Solar Hot Water for Your Home
Shrink Your Electric Bill
Hot water heating costs make up 25% to 30% of the average home’s electric bill. Solar hot water heaters are the most effective and energy-efficient way to generate hot water for your home and shrink your monthly power bill. That’s why 1.5 million homes and businesses in the United States made the switch to solar.
Why Choose Solar Hot Water?
- Cost-effective. Solar water heaters are the most cost-effective way to generate hot water for your home year-round and can save you thousands of dollars over a 20-year period.
- Return on investment. Installing solar in your home is one of the safest investments you can make.
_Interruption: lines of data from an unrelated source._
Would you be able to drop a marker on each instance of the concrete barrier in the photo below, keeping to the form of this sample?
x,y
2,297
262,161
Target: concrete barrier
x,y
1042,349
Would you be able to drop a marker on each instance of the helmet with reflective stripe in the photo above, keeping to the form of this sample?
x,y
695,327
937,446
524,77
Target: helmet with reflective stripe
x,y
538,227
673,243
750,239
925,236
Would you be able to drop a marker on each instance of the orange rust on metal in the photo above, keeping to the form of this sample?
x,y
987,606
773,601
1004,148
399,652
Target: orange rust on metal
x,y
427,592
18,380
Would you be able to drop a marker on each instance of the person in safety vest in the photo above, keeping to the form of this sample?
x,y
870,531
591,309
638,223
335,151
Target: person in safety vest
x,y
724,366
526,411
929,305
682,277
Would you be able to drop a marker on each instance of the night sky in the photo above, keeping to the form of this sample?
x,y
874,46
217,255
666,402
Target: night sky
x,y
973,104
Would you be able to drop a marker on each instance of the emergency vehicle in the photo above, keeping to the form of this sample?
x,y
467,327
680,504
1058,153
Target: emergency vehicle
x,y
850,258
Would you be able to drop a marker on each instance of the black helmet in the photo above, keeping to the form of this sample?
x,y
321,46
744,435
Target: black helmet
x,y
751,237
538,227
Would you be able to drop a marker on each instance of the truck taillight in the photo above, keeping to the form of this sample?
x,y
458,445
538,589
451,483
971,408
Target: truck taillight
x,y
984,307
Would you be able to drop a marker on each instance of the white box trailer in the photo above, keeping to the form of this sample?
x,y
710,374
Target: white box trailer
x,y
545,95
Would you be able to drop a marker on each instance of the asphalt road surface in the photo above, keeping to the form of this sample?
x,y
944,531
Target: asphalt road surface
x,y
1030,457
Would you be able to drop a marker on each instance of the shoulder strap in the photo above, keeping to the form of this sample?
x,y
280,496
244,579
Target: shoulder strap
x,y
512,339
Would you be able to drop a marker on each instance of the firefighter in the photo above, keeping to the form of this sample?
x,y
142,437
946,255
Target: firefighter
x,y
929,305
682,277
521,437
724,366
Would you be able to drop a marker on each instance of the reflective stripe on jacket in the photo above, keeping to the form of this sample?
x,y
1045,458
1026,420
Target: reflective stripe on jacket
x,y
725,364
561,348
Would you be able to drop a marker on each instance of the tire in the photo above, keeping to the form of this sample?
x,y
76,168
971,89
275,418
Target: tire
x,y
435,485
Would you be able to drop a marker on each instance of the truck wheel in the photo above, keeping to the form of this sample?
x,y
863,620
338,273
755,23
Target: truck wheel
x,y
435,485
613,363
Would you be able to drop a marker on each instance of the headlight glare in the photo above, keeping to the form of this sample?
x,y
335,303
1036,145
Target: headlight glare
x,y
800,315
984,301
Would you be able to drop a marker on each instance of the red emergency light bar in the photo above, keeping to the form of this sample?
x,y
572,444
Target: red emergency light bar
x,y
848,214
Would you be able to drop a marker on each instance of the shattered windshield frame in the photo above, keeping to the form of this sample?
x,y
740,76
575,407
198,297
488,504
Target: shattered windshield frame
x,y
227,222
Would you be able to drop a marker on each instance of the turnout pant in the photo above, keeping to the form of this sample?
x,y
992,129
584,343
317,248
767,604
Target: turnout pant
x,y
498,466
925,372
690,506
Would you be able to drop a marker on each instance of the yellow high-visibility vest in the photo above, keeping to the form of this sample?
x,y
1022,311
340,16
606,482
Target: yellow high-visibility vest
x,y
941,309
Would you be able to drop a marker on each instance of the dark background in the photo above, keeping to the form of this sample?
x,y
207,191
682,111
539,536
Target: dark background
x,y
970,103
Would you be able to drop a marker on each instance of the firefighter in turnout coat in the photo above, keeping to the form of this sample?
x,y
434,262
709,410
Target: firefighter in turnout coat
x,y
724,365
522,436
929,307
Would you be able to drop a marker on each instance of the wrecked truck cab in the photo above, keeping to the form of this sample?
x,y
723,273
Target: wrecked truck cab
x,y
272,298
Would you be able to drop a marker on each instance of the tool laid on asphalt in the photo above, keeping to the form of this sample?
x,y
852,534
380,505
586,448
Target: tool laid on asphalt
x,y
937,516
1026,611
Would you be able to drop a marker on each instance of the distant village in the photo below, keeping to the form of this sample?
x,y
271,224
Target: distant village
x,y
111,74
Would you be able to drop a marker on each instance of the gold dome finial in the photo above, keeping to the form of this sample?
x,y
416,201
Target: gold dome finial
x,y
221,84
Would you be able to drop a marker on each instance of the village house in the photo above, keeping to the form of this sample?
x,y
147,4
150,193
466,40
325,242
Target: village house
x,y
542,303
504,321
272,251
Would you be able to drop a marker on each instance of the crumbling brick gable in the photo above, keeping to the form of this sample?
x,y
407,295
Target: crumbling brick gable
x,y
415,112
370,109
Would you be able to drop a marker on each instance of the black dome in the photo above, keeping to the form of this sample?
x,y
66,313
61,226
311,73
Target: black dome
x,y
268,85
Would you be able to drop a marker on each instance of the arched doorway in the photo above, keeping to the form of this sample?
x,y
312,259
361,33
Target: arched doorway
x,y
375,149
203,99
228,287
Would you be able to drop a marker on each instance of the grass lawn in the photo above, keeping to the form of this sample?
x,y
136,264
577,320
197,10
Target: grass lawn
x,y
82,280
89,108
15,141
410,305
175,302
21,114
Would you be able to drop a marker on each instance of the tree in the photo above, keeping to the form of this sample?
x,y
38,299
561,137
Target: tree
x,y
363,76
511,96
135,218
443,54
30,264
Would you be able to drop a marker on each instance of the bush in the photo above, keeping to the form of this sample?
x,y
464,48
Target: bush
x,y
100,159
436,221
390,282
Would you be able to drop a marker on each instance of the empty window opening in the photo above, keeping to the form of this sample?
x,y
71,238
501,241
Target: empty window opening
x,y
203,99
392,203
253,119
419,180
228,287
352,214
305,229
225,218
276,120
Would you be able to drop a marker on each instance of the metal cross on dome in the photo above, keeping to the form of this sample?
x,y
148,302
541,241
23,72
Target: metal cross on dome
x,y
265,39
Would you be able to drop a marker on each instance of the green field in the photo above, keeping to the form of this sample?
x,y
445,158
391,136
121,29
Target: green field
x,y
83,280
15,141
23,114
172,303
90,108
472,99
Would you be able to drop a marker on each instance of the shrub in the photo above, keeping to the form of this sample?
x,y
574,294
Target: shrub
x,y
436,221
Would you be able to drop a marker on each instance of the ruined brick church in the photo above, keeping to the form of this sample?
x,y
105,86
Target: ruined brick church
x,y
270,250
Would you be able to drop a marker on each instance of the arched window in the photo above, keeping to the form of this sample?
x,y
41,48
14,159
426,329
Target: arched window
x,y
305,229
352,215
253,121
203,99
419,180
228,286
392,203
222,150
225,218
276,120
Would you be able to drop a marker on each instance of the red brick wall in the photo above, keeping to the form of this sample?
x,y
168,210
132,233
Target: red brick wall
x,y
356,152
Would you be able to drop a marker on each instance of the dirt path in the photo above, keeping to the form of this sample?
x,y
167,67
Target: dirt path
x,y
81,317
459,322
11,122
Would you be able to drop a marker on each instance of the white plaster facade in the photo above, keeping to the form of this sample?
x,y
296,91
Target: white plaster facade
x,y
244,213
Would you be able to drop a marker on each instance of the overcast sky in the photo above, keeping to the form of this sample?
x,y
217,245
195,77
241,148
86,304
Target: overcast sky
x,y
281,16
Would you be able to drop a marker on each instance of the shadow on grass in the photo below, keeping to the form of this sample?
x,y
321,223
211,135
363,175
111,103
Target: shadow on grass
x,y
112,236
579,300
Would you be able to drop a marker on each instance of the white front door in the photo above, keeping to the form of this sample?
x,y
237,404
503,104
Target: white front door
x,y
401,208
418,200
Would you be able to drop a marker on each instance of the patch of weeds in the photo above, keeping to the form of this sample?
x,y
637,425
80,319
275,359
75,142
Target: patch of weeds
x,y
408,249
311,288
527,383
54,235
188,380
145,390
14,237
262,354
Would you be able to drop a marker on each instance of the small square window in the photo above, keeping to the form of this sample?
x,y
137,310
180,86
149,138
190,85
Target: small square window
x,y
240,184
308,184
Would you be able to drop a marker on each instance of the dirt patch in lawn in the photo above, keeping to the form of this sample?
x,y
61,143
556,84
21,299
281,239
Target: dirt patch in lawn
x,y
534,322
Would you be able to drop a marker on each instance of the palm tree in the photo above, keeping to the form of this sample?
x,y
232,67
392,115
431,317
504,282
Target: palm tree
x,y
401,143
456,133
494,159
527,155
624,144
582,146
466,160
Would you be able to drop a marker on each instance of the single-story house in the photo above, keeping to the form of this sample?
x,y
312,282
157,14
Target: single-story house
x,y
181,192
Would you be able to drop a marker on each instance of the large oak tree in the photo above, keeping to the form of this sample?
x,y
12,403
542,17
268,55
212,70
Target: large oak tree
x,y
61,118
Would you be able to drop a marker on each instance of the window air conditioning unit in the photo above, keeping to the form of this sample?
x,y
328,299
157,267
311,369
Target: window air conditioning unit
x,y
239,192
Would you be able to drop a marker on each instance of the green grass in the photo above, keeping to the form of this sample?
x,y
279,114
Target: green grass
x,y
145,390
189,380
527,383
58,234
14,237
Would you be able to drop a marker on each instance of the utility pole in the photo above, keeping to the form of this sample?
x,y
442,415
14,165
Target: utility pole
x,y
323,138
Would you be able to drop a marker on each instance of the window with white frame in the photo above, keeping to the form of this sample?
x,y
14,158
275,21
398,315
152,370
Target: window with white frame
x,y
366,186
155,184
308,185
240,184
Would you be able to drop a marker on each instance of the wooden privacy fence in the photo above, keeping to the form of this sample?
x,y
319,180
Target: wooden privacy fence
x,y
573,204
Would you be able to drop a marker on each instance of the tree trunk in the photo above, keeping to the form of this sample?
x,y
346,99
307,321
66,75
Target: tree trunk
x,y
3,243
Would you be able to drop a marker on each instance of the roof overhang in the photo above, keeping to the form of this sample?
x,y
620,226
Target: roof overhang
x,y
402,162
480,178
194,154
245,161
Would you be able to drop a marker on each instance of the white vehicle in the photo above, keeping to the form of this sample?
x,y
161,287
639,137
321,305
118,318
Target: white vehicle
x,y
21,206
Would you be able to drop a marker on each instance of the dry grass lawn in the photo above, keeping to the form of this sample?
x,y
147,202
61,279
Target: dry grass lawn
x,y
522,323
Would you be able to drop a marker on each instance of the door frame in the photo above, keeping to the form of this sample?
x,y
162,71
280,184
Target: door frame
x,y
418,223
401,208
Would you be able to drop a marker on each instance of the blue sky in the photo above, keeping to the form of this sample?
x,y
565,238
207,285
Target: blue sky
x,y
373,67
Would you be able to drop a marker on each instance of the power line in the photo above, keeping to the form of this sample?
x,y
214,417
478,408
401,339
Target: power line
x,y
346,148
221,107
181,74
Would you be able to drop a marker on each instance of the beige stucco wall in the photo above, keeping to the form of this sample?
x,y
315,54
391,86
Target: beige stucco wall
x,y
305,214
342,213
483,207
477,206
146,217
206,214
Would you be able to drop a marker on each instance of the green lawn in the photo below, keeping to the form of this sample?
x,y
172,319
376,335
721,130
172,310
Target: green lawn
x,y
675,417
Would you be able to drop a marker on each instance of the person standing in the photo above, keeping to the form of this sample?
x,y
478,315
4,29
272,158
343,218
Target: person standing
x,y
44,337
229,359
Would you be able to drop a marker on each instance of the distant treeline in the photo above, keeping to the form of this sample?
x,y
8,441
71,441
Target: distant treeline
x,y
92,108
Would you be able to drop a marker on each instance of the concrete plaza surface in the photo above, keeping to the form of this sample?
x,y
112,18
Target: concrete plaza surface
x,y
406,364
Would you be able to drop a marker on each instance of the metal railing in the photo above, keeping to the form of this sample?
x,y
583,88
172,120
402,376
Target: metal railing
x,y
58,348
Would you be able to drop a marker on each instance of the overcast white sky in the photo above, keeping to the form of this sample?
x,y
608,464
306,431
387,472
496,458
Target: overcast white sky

The system can pay for itself within 3 to 5 years.
- 0% due upfront. Go solar now, with no money down. With our financing options, you won’t need to pay a single cent upfront.
- Clean power. Traditional electric water heaters emit two tons of CO2 into the atmosphere on average. Solar water heaters use clean power and produce no greenhouse gas emissions.
- Tax Credit. Solar water heaters qualify for a 30 percent Renewable Energy Federal Tax Credit from the government and rebates from many local utilities.
How It Works
The way in which solar hot water systems, or solar thermal systems, operate is simple. Solar panels are heated from the sun and the water that runs through them also gets heated. The heated water is then ready for use.
There are two types of solar water heating systems: active and passive.
Active Systems - An active solar hot water system uses a pump that circulates water through the system. Active hot water systems will reduce water heating costs by up to 90%. There are two types of active systems: direct circulation (open loop) and indirect circulation (closed loop).
Passive Systems - A passive solar hot water heating system does not use a pump. Instead, it relies on convection to move water through the system. These systems can supply homes with up to 75% of their hot water use. They have the fastest payback of solar thermal systems (usually within 3-5 years) and are less expensive to install than active systems. While they are not usually as efficient as active systems, they can be more reliable and last longer. While they do not reduce water heating costs as much as active systems, they still reduce water heating costs by up to 75%. There are also two types of passive systems: integral collector (storage passage) and thermosiphon.